The lowest incidence of GDM was observed among pregnancies with eDoC in January (5.17%). Seasonal modeling showed a corresponding pattern. Unadjusted and adjusted predicted incidences showed a nadir for pregnancies with eDoC in January (5.46% and 5.41%, respectively).

Conclusions

Increasing incidence of GDM

The incidence of GDM in SA increased significantly from 4.9% in 2007 to 7.2% in 2011. This is consistent with the trend in the USA, where incidence increased from 1.9% in 1989–1990 to 4.2% in 2003–2004.2 This increase in incidence is not surprising giving the parallel rise in prevalence of T2D and obesity8 and also increased focus on detection of GDM in pregnancy in recent decades.

Seasonality of GDM

In this large South Australian birth cohort, we observed a clear seasonality in the incidence of GDM based on eDoC. The peak incidence was observed for pregnancies with eDoC during winter and the lowest incidence for pregnancies with eDoC during summer.

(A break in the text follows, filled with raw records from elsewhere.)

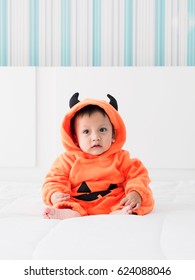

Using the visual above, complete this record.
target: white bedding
[0,181,195,260]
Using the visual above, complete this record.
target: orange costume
[43,94,154,216]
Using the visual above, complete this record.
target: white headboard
[0,67,195,180]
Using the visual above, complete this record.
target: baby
[43,93,154,219]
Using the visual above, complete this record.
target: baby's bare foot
[43,207,81,220]
[110,206,132,215]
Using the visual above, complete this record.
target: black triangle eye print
[73,182,117,201]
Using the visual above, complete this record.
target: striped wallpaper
[0,0,195,66]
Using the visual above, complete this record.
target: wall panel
[0,0,195,66]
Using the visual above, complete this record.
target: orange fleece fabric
[42,95,154,216]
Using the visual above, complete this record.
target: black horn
[107,94,118,111]
[69,92,80,108]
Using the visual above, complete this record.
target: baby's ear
[112,129,116,143]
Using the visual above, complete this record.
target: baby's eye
[83,129,89,134]
[100,127,108,132]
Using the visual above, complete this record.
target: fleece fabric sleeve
[42,154,71,206]
[124,152,154,215]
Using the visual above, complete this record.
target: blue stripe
[124,0,133,66]
[187,0,195,66]
[155,0,165,66]
[92,0,101,66]
[30,0,39,66]
[0,0,8,66]
[61,0,71,66]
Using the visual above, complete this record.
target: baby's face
[75,112,114,155]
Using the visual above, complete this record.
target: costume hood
[61,93,126,158]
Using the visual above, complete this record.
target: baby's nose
[92,133,100,141]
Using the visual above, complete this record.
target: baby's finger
[120,197,128,205]
[133,202,141,210]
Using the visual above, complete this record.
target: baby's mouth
[92,144,102,148]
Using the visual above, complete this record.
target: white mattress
[0,181,195,260]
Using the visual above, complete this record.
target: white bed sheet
[0,181,195,260]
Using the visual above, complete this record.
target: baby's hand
[51,192,70,204]
[120,191,142,210]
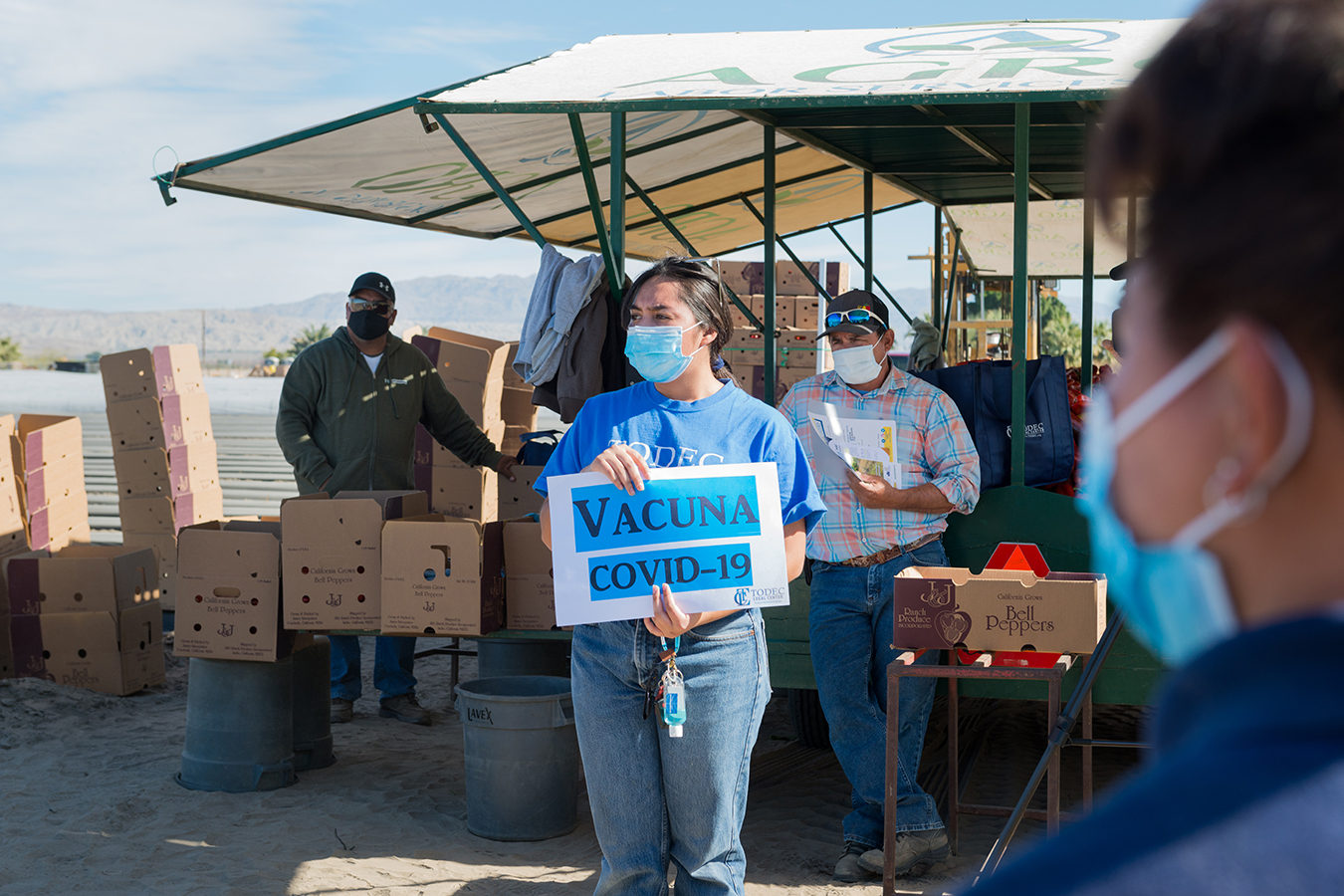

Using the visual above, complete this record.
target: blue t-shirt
[533,383,825,532]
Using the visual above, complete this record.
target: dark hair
[1093,0,1344,391]
[621,255,733,370]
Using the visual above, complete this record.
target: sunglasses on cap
[349,296,392,317]
[826,308,887,330]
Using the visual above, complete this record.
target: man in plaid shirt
[780,289,980,881]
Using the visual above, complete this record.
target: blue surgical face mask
[625,324,704,383]
[1080,331,1312,665]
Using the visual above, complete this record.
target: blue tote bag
[913,356,1074,491]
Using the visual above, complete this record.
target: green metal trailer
[156,20,1179,712]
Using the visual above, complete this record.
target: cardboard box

So far, only one study reported a seasonal pattern in the prevalence of GDM.27 The study carried out in Wollongong (coastal city, 34°S), Australia, in 2010–2014, analyzed the results of 7343 oral GTTs performed between 24 weeks and 28 weeks gestation, and a total of 516 (7.0%) women were diagnosed with GDM. The study found that in winter the median 1-hour and 2-hour glucose results were significantly lower compared with the overall 1-hour and 2-hour results. A post hoc analysis indicated that the prevalence of GDM based on the 1-hour and 2-hour results was higher in summer (4.6% and 4.4%, respectively) and lower in winter (2.6% and 2.4%, respectively) compared with the overall prevalence of GDM. Interestingly, they did not find a seasonal variation in fasting glucose levels. Diagnosis in summer corresponds with eDoC in winter, which concurs with our data.

Two previous studies reported that there was no seasonal pattern in the incidence of GDM.30 31 An older and small study, carried out by the same group in Wollongong, Australia, in 1993–1994, analyzed a total of 2749 participants with an overall incidence of GDM of 6.7% (183 subjects). The seasonal fluctuation of GDM showed an incidence of 7.4% (5.6–9.2) in autumn (March–May), corresponding with a conception in late winter/early spring (August–October). An incidence of 5.5% (3.5–7.5) was observed in winter, corresponding with a conception in late spring/early summer (November–January). However, this seasonal fluctuation was not statistically significant.30

Another small study was conducted in Plymouth (coastal city, 50°N), UK, in 1996–1997. A total of 4942 pregnant women were studied, with an overall prevalence of GDM of 1.8% (90 women). The incidence of GDM ranged from 2.3% (1.5–3.2) in spring, corresponding with conception in autumn and the lowest incidence of GDM of 1.4% (0.8–2.3) in winter, corresponding with conception in summer. However, this seasonal fluctuation was also not statistically significant.31

Small sample size (183 and 90 women with GDM, respectively) and therefore lack of statistical power is the most likely reason due to which these two prior small studies could not detect significant seasonality. Also, Plymouth has a very mild climate, with little fluctuation in temperature and sun exposure, and therefore seasonality is expected to be less distinct than in more extreme climates. The actual trends were similar to the findings in this large South Australian cohort. Inconsistencies in the magnitude of GDM incidence are not surprising in this type of study, since population composition, environmental exposures, and climates differ in different regions of the world.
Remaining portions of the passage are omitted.